Конечно в России! Круги эти я нашла именно в России. Что касается тех форм, что были вначале, это естественно — чтобы начать что-то новое, нужны поиски и вдохновение. Конечно, нужны какие-то знания, скопление поэтических образов, заложенных у художника. Как приходило что-то интересное у меня, я их и делала. Я вдруг стала абстракционистом и до сих пор им являюсь для себя. Мои последние работы я могу описать точно. Это тоже абстрагированные формы, но я очень хорошо знаю, что изображаю. Я мыслительно уходила в какие-то дебри, и появились черно-белые вещи, потом работы с цифрами. Это задача моей графики, она должна быть черно-белая, я и не мыслю цвета там вводить. Коллаж, голландская, а не китайская тушь. Китайская собирает катушки, а эта входит в бумагу. Рассчитана на спонтанный эффект, как расплывется, я точно не знаю. Я знаю, как делать формы, у меня большой опыт. Порой спонтанность дает неожиданные вещи, здесь навык есть, как вовремя остановить. Через мою графику я поняла очень важные вещи. Круг есть круг. Вне круга нет ничего ни в пространстве, ни на Земле. Иду ли я кормить кошек или лечу на самолете в Америку, я иду по кругу. Еще скифы делали круглые дома. Все простые вещи — тарелка, колесо, кастрюля — круглые. Без круга ничего не будет, это все на свете. Когда запускают какие-то балясины в космос, они обязательно идут по кругу — никогда по прямой. Любые прямые, все планеты, все звезды — замыкаются, соединяются в круг. Все треугольники и квадраты вышли из круга! Круг — из Данте. Данте не может не оказать влияние, он великий поэт и мыслитель, пришедший на землю. Если читать на итальянском языке, тогда вообще сойти с ума можно. Круг начался в картинах, когда я выстраивала эти круги, цифры, единицы. Все это абстрактно, вещественной сути для меня там нет. Я писала об этом в своей статье. Пусть назовут эстетизмом, ничего плохого он в себе не несет. Метафизики много, но не у всех, она рождается в душе артиста, который целиком и полностью предан искусству и много чему еще, с чем художник должен соприкасаться.

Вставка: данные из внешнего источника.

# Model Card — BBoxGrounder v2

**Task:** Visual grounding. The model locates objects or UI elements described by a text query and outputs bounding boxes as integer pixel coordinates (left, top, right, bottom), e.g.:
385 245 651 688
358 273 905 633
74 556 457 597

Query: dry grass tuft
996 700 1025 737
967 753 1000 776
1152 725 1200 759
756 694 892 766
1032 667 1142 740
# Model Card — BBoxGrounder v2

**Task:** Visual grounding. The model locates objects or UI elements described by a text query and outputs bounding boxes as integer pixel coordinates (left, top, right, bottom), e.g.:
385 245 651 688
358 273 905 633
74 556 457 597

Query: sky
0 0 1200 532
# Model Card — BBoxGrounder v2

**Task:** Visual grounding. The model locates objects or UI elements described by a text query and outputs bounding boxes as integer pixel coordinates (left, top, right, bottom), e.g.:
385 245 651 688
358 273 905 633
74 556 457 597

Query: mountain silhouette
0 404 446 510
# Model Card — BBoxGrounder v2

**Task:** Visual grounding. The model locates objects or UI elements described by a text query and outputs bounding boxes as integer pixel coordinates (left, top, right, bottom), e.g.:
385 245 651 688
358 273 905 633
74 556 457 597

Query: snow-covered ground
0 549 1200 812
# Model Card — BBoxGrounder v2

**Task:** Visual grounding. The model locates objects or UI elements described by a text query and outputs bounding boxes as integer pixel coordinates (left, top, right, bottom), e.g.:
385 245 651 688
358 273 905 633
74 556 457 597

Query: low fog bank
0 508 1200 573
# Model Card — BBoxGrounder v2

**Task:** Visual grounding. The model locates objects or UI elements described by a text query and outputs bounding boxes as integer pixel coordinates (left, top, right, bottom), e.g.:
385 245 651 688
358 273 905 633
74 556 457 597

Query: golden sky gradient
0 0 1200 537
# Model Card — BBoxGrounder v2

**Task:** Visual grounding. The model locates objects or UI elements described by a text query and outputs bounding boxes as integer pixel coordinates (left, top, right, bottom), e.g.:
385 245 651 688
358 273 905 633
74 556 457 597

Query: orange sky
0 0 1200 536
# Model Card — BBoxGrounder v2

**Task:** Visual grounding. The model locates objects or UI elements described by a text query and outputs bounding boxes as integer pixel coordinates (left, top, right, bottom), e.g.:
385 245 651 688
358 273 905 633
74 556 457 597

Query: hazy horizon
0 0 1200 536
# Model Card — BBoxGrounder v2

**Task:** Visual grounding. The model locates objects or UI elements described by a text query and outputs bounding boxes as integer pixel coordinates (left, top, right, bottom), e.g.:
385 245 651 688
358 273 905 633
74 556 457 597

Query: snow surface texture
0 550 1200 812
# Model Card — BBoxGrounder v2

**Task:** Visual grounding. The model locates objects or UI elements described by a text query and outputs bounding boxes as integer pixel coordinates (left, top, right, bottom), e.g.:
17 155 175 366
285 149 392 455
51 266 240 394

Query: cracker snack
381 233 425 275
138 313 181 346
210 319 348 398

Когда Дина приехала, у меня уже достаточно было работ. Не помню, наверное, она отобрала работы, которые хотела. Я стала их делать, когда приехала в Вену в 75-м году, но этот путь нашла еще в России. Старые отдельно, она их не выставляла, а выставляла новую графику с кругами. Она замечательно сделала эту выставку, очень просто. У Дины не были идеальные белые стены, даже не фанера, а то, из чего фанера склеивается, деревянные переплетенные полоски, но нормально, хорошо смотрится. Небрежно, нет такого шика, это не принято. Искусству нужно пространство, а галереи, видимо, всегда были такие забегаловки. Здесь искусству не отводится какое-то значительное место — хочешь продавать, вот тебе и все. Я не очень интересуюсь художниками, интереснее было видеть процесс продажи: стоят деревянные раскладушки, а там неоформленные работы, не все ведь можно оформить и повесить. Человек приходит и смотрит, может быть, он не хочет покупать то, что висит, а тут выбирает.
Тогда я ужасно увлекалась Египтом, вводила разные астральные элементы, атрибуты фараонов, но выставка вышла иллюстрацией к Евангелию. Я — человек очень верующий, но не церковный, какие-то вещи мне открыты, я их глубоко чувствую и понимаю без всякой белиберды, накрученной веками. Я об этом не думала тогда, но получился лежащий в саркофаге Христос с пеленой наверху. Пришел один священник и купил эту работу за две тысячи — она стоила три. На другой графике стояли трое, готовые к распятию, — художник неволен в том, что делает, как писал Алексей Толстой. Картины были хорошо оформлены, в золотых рамах, выставка получила большой резонанс, много было откликов, мне было даже странно, что оставались люди, которым это было интересно. Хотя тогда я делала более простые вещи, чем сейчас. После выставки у Дины в Париже газеты писали: «Это не только искусство, а целое открытие». На выставку пришел важный француз, близкий к де Голлю человек, он написал обо мне.